Il futuro è di chi lo vuole
Nel 1946 l’Italia fu chiamata a decidere se restare una monarchia o diventare una repubblica. Oggi re e regine ci paiono anacronistici e un uomo contemporaneo concluderebbe sbrigativamente che la seconda forma di governo è certamente quella più giusta, più moderna, più rappresentativa del volere del popolo.
Eppure pare che i paesi monarchici nel mondo non se la passino male: Gran Bretagna, Paesi Bassi, Belgio, Lussemburgo, Danimarca, Svezia, Norvegia, Spagna, Vaticano, Monaco, Andorra, Liechtenstein, Canada, Australia, Giappone, Nuova Zelanda.
Si confonde la forma con la sostanza, ossia la denominazione con l’effettivo stato di salute della vita pubblica. Questa mancanza di profondità è un ostacolo all’esercizio democratico, in quanto inerentemente complesso.
Si riflette poco sulle basi su cui poggia il potere, preferendo l’interpretazione semplicistica della dicotomia popolo-governo, madre di tutta l’antipolitica. Si vuole credere che un governo autoritario sia necessariamente nemico del popolo e si crede che basti abbatterlo per dare soddisfazione a un presunto "volere del popolo", mitico e monolitico, garantendo così la felicità universale.
Ma sfugge che la volontà del popolo non è affatto unitaria, ma mobile, contradditoria, spesso ignara si sé e che, alla lunga, è sempre il volere di una maggioranza a esprimere l’autorità. Ed è sempre stato così: in una democrazia è reso evidente nelle votazioni, ma anche le dittature sono generalmente sostenute da un ampio consenso popolare. Magari, semplicemente per mancanza di alternative, o per paura della libertà o perché a un salto nell’ignoto e si preferisce un rassicurante status quo (e non a torto: la stabilità è un valore in sé). Certamente non si tratta di autentico consenso, che si misura nello slancio attivo dell’individuo, ma piuttosto dell’apatia di chi pensa che le cose gli vanno tutto sommato bene, lo stipendio c’è, il tram arriva. Del resto anche il regime peggiore è meno pericoloso e terrificante dell’assenza di qualunque regime. Un anno di anarchia può essere peggiore di molti anni di tirannide. Questo è anche un motivo per cui le rivoluzioni falliscono: non solo perché sono tradite, ma perché si vuole distruggere senza prima prevedere cosa riempirà il vuoto che lasciano.

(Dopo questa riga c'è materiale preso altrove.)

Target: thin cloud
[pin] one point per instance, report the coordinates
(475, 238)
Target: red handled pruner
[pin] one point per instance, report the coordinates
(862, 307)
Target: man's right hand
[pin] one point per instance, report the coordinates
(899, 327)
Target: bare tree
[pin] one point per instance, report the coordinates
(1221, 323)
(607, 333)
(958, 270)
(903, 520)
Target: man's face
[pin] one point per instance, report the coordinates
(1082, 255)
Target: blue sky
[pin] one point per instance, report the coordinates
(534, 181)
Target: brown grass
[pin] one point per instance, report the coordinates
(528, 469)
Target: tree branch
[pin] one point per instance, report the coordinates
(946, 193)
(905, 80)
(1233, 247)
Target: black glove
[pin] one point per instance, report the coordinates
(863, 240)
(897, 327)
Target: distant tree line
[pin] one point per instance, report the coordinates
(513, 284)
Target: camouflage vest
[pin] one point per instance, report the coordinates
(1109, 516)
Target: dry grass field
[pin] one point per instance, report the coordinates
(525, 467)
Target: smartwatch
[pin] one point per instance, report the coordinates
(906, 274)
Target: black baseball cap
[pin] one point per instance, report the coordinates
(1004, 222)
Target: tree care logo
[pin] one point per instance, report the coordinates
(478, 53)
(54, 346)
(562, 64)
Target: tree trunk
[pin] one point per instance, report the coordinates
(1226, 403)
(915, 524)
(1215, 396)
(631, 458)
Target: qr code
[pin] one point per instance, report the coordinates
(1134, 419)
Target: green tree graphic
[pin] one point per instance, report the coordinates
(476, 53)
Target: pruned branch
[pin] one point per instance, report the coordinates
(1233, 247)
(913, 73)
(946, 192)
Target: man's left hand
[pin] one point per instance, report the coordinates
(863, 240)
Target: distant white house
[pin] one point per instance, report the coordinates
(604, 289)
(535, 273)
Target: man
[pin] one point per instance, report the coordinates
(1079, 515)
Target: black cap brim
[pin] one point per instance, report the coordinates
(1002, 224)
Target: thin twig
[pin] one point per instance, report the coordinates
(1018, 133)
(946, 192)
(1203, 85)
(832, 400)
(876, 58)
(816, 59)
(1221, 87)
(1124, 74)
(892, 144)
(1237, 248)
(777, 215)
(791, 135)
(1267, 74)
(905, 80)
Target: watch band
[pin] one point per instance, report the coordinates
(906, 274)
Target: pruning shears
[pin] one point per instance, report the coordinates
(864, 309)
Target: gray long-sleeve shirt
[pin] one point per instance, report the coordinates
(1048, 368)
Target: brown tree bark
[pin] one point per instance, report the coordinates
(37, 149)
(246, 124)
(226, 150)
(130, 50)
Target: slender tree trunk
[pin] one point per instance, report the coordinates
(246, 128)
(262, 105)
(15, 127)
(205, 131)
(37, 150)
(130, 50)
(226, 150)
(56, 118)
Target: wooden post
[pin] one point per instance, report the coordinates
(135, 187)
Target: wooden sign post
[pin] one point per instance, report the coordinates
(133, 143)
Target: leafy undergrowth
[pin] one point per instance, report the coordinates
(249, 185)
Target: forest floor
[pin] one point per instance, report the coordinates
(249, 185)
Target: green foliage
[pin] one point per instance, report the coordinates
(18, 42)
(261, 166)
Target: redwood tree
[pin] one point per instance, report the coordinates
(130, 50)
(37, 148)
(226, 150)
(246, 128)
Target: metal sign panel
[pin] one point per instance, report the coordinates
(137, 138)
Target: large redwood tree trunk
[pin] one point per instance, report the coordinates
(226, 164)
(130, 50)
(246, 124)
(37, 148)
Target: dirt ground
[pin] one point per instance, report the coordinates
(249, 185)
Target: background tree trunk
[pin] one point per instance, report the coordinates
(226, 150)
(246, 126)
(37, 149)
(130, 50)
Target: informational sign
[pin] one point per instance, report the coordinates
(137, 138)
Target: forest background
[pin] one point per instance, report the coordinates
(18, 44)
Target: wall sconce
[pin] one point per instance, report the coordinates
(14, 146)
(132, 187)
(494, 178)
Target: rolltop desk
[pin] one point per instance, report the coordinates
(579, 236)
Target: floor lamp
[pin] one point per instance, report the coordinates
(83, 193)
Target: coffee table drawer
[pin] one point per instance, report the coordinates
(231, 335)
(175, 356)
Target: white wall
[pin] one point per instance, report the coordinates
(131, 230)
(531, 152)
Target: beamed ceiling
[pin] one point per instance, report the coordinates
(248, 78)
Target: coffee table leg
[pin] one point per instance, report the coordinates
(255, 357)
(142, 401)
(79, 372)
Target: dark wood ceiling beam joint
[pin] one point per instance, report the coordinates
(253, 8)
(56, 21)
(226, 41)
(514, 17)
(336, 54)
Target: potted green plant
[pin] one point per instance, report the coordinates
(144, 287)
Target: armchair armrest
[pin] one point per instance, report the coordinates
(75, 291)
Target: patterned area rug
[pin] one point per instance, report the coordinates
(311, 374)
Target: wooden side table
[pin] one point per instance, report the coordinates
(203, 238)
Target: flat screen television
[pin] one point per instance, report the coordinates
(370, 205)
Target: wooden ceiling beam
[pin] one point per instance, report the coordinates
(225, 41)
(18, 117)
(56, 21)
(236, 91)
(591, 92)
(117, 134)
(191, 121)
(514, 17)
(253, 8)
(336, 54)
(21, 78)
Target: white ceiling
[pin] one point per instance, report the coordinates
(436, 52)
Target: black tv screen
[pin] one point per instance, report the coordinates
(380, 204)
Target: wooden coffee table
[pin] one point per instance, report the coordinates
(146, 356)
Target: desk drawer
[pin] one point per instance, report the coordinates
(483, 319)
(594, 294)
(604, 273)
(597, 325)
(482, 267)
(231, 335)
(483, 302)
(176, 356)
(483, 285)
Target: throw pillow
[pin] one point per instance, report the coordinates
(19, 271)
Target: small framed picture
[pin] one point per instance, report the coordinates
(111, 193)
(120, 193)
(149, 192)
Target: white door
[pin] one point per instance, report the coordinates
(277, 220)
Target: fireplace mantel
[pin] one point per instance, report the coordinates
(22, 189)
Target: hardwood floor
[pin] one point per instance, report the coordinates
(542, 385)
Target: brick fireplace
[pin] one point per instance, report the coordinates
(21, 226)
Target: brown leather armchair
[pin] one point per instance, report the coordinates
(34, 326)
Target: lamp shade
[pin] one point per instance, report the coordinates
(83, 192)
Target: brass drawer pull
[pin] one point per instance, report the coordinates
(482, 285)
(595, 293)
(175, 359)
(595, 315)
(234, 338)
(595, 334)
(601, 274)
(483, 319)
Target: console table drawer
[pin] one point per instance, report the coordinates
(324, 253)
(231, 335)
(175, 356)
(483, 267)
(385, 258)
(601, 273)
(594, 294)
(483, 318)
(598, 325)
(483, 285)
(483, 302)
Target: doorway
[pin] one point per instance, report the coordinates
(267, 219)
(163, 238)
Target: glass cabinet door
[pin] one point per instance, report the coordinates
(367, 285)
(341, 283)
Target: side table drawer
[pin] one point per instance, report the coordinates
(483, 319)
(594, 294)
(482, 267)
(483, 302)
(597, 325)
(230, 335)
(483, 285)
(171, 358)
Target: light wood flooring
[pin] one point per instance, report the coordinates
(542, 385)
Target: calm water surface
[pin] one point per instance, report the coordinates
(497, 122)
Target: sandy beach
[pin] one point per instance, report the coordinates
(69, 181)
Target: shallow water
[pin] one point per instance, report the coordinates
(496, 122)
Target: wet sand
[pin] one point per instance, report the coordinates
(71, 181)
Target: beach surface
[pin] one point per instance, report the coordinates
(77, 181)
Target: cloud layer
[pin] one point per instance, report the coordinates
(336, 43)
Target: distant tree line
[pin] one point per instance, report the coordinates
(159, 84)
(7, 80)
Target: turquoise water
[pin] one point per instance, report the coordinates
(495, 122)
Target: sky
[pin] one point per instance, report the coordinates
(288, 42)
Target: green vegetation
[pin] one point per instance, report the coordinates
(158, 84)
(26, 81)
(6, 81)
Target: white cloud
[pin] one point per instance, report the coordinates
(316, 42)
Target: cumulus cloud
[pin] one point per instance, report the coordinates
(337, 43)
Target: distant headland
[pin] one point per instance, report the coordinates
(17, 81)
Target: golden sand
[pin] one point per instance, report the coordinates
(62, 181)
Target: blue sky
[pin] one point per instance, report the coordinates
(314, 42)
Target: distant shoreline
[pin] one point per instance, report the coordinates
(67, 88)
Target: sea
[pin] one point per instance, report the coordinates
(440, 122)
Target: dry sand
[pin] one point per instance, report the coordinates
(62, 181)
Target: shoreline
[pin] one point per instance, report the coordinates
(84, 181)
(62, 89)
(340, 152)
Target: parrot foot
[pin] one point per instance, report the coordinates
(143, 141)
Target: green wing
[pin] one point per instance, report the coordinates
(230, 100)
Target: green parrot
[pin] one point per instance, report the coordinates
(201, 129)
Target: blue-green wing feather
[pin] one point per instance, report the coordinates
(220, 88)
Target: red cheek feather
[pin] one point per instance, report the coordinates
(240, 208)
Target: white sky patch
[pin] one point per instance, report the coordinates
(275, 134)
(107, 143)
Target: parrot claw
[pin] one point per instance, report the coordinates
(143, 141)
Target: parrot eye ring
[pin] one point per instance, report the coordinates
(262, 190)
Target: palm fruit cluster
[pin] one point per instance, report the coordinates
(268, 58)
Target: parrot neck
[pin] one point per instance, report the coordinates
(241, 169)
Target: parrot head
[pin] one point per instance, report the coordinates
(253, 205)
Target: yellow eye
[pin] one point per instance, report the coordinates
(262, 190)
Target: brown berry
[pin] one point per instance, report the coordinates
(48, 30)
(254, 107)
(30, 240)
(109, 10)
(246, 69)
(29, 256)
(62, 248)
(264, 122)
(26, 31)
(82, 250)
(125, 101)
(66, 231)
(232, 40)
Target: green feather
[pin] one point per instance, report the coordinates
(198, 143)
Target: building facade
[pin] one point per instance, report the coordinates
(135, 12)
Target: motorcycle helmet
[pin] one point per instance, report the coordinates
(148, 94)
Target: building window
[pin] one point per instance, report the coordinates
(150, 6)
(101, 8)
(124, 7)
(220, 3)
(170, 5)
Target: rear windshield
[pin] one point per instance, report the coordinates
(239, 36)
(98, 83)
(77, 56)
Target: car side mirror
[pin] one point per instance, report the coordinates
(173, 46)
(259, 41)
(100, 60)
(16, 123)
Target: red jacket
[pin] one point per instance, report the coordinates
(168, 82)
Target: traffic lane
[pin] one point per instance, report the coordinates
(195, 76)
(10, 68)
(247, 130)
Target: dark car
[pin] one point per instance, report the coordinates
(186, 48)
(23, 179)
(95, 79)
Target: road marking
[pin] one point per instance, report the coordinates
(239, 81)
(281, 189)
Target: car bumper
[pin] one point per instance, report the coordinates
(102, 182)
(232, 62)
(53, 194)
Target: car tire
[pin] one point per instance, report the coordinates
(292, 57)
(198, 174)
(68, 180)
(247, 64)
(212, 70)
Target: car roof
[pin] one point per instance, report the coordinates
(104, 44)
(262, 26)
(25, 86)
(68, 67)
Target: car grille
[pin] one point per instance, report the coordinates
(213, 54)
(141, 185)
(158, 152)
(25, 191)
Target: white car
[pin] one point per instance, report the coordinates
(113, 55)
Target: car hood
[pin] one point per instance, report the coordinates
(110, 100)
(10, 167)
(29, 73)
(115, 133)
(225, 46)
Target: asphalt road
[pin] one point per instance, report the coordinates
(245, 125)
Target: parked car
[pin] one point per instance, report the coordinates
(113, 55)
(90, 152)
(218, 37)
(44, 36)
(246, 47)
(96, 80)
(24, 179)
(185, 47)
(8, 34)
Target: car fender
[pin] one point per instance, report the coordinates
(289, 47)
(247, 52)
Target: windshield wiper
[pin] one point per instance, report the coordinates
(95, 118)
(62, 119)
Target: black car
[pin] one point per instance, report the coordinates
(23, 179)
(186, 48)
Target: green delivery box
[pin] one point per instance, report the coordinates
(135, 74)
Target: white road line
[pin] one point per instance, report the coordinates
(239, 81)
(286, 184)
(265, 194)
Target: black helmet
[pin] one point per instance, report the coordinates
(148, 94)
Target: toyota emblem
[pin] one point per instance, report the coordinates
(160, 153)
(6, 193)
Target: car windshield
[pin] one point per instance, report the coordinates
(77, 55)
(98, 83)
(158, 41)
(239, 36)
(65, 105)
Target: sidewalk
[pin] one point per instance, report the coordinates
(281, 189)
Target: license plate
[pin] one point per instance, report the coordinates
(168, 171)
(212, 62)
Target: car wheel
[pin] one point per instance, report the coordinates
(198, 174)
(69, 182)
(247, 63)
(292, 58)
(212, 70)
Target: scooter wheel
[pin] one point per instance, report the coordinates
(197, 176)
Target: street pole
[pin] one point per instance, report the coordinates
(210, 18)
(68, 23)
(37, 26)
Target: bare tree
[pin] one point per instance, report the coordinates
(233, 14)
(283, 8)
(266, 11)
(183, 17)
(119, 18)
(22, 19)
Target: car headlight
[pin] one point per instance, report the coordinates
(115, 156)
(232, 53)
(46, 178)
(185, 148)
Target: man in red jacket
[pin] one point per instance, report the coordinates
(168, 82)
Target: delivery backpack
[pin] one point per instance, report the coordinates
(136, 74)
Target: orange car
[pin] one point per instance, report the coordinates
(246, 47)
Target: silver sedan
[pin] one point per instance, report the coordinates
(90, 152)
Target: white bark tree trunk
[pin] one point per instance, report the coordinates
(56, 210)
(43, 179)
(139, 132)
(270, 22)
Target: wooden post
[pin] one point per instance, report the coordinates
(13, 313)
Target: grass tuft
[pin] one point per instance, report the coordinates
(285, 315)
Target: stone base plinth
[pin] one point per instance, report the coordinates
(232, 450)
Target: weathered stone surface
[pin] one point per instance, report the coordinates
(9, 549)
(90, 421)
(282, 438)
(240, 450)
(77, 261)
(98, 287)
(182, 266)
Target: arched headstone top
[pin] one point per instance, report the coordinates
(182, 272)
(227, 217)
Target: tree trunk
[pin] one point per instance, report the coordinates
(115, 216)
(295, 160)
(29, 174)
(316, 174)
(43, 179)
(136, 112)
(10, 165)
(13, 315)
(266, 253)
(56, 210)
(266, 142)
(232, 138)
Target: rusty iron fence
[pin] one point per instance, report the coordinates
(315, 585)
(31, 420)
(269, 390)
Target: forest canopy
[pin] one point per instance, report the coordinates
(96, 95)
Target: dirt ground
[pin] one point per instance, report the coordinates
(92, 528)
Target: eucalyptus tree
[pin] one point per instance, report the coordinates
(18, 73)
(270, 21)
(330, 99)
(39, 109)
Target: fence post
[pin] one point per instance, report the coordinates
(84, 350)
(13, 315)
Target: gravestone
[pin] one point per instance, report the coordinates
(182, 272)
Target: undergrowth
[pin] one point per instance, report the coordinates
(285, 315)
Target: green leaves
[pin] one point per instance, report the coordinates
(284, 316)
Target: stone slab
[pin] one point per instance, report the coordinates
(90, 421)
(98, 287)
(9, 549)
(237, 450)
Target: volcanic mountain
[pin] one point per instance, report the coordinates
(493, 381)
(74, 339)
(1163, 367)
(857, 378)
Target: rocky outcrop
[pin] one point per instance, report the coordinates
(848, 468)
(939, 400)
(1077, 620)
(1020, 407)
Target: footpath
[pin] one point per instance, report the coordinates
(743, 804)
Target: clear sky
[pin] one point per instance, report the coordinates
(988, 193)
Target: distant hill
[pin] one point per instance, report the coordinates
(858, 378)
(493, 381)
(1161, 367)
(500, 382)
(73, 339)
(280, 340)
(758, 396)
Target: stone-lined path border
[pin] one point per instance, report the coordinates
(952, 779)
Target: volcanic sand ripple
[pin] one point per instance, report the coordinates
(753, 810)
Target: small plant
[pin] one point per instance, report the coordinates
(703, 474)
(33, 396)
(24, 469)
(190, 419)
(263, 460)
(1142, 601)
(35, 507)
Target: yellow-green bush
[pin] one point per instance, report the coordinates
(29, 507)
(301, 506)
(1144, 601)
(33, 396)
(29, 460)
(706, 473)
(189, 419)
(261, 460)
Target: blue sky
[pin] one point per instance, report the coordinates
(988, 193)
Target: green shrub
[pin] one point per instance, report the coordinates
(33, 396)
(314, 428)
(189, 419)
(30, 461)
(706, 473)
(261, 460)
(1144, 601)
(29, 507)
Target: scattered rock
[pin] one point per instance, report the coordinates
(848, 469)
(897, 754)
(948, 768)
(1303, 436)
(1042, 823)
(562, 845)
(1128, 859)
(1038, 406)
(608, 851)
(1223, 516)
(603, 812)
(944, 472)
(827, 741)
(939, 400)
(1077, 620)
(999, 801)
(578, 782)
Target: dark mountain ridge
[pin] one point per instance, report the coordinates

È vero che in alcuni casi il potere è unicamente imposto con la forza e la repressione di una opposizione consapevole e maggoritaria, ma si tratta di situazioni transitorie e prima o poi una breccia farà crollare la diga. È una realtà sgradevole da accettare, poiché è più confortevole credere che le maggioranze siano infallibili e che ogni problema del mondo possa essere risolto sconfiggendo una non meglio precisata élite nemica del popolo. Piove, governo ladro! Questa convinzione spesso sfocia nel pensiero complottista.
Eppure il volere di una maggioranza non è necessariamente la scelta giusta, a volte nemmeno per la maggioranza stessa. Quante volte, individualmente, compiamo per noi stessi scelte che poi rimpangeremo?
Occorre interiorizzare che il potere è un difficile esercizio, frutto di un vortice di relazioni interpersonali dove il Dilemma del Prigioniero è anche il nostro dilemma e dove è nel nostro interesse partecipare e influenzare. Idealmente, possiamo anche convinti del fatto che i diritti individuali non debbano essere soggetti all’opinione pubblica ma non possiamo aspettarci che vengano serviti su un piatto d’argento. È grazie alle armi che la Svizzera ha preservato la libertà«E’ svizzeri sono armatissimi e liberissimi.» (Niccolò Machiavelli, Il Principe, cap. XII).. L’anarchia, vivere su un isola personale, le criptovalute, sono solo utopie tratte dal libro dei sogni. Non si può vivere nascosti: si vive nel mondo.
Come notava Aristotele, siamo animali politici, e siamo nostro malgrado costretti a costruire legami. E non per vocazione, dunque, ma per la necessità di dominare una realtà sempre più complessa, anche le strutture sociali dovranno necessariamente diventare più complesse. Essere del mondo o essere del mondo: dalla scelta non si può fuggire!